Evaluating Information Sources
Information sources may be primary (direct or firsthand information), secondary (analyze, interpret, or discuss information about a primary information source), or tertiary (compile or index primary and secondary information sources). Regardless of the information sources you use when writing a paper, it is important to critically evaluate each source before you decide to use it. Here are the most important criteria to employ when evaluating information sources.
Since you are the one who is writing the paper, you are the best judge of the relevance of the information source. The information source may be excellent, but will be of no use to you if it doesn't relate to what you are trying to bring out in your paper. If you judge the information source to be not relevant, do not even consider the criteria that follow. Simply move on to another information source. If you judge the information source to be relevant, carefully consider the criteria that follow before you use it.
DATE OF PUBLICATION
Information about a subject changes over time as new information emerges and old information is changed or replaced. If currency of information is important for your paper, try to find the most recent information sources pertaining to your subject. If you are drawing information from a book, be certain you are using its most recent edition.
Consider both the expertise of the author and the legitimacy of the publisher. The author should be qualified and have appropriate credentials related to the subject. The publisher should be known in the field. Avoid "vanity presses" where anyone can have something published for a fee.
The information should be consistent with that from other information sources as well as from your own knowledge. Consider the sources the author cites. Be cautious if the information contains grammatical errors and misspelled words. These are signs that the information was poorly edited or perhaps not edited at all.
The author should present a balanced view of various perspectives on the subject. Look for signs that the author is presenting a biased view and is trying to convince you of that view. Try to avoid using information sources which are published, sponsored, or endorsed by a special interest group or a private company.

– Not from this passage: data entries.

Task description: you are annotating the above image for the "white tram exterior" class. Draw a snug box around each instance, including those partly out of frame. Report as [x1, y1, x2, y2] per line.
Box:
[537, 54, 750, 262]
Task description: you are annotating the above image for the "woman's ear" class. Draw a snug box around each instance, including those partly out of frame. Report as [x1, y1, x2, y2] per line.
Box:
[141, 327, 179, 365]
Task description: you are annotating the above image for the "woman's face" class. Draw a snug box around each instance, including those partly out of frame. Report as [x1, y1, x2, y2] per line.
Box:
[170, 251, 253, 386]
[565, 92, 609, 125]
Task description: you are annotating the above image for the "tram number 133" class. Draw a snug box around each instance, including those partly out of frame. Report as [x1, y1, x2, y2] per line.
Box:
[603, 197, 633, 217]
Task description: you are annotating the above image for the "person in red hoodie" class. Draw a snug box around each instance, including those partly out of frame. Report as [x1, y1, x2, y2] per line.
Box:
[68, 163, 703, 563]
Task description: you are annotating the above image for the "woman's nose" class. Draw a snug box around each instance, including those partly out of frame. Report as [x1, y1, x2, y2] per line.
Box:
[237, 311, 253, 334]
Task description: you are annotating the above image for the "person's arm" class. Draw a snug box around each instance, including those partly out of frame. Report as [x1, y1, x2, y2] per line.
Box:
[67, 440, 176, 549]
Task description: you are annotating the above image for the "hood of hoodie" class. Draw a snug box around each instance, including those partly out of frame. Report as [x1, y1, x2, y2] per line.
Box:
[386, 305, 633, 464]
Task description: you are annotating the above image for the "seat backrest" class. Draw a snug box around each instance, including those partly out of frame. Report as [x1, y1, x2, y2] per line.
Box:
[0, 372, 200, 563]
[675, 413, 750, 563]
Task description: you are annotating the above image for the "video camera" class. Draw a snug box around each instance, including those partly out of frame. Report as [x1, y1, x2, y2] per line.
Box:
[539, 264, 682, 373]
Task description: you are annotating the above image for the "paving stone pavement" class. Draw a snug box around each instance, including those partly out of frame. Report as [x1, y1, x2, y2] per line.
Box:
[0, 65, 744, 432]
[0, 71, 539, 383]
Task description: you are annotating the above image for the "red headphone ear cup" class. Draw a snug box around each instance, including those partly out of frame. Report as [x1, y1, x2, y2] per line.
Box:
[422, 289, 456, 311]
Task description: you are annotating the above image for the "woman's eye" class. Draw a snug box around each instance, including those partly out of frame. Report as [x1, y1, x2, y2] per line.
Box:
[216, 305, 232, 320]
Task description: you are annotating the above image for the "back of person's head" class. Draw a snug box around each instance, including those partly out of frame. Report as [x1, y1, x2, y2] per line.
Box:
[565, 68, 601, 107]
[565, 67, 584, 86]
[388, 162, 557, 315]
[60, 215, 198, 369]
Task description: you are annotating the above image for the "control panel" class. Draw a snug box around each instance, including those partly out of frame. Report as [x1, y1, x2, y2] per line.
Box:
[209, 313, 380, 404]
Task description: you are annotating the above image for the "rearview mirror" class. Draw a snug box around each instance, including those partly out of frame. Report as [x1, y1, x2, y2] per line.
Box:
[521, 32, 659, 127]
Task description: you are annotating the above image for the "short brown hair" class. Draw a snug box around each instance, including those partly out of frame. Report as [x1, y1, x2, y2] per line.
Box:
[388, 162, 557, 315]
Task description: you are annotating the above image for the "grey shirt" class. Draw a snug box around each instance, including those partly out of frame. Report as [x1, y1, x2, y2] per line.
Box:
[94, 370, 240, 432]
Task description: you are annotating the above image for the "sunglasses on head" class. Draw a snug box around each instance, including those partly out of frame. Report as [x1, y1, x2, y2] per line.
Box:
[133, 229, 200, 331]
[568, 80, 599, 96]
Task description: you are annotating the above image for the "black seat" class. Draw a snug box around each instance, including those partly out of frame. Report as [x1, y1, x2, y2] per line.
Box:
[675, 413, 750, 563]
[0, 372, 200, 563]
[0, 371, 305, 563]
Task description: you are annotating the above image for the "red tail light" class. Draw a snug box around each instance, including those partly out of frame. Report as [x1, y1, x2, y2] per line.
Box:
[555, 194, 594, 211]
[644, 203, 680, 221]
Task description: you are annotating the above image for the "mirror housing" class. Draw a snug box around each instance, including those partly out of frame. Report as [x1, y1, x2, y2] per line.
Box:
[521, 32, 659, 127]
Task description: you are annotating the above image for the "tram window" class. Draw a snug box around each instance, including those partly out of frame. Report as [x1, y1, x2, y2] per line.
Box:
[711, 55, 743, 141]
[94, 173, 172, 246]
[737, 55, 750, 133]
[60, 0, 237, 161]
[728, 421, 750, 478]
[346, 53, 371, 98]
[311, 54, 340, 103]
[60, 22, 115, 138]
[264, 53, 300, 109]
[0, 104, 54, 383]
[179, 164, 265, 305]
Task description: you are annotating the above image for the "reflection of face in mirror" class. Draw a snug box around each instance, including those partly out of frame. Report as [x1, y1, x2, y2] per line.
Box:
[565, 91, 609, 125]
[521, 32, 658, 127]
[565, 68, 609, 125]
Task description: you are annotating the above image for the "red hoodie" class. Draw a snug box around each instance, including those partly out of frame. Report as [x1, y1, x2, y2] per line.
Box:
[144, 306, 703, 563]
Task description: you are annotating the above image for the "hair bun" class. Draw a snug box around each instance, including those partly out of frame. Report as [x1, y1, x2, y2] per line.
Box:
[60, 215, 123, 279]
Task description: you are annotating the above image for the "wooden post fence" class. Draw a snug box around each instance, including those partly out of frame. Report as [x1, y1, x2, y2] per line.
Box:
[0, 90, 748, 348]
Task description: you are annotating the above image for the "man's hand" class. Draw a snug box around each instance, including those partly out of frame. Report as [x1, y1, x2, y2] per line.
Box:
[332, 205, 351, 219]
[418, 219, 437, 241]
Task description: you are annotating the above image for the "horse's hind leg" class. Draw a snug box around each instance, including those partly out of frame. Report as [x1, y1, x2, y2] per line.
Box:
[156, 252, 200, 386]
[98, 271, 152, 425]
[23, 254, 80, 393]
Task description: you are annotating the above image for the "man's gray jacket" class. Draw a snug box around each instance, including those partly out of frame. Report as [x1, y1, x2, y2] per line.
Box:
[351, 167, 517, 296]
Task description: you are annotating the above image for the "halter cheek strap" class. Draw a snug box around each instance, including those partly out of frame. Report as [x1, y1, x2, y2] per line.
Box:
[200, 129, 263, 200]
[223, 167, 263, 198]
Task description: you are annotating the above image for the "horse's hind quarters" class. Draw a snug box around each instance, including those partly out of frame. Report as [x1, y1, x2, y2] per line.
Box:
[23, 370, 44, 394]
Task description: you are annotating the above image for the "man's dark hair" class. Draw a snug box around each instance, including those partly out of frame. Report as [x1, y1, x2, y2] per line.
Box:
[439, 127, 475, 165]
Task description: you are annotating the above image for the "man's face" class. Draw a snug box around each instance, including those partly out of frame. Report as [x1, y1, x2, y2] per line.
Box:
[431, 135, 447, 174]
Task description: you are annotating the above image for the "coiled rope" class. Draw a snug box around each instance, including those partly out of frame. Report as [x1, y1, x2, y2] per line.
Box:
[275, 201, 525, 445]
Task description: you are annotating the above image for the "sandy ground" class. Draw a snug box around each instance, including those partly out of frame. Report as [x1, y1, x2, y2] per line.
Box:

Here are some tips about specific information sources. Information on the Internet is typically unfiltered. Anyone can create a website on a subject, even if they are not qualified on the subject. Therefore, you have to be particularly careful when using information from the Internet. Books published by reputable publishers are typically reviewed and edited for accuracy of content. This is also true for newspapers and popular magazines, and their authors are held accountable for what they write. Articles in scholarly journals undergo a rigorous peer review process and are very trustworthy.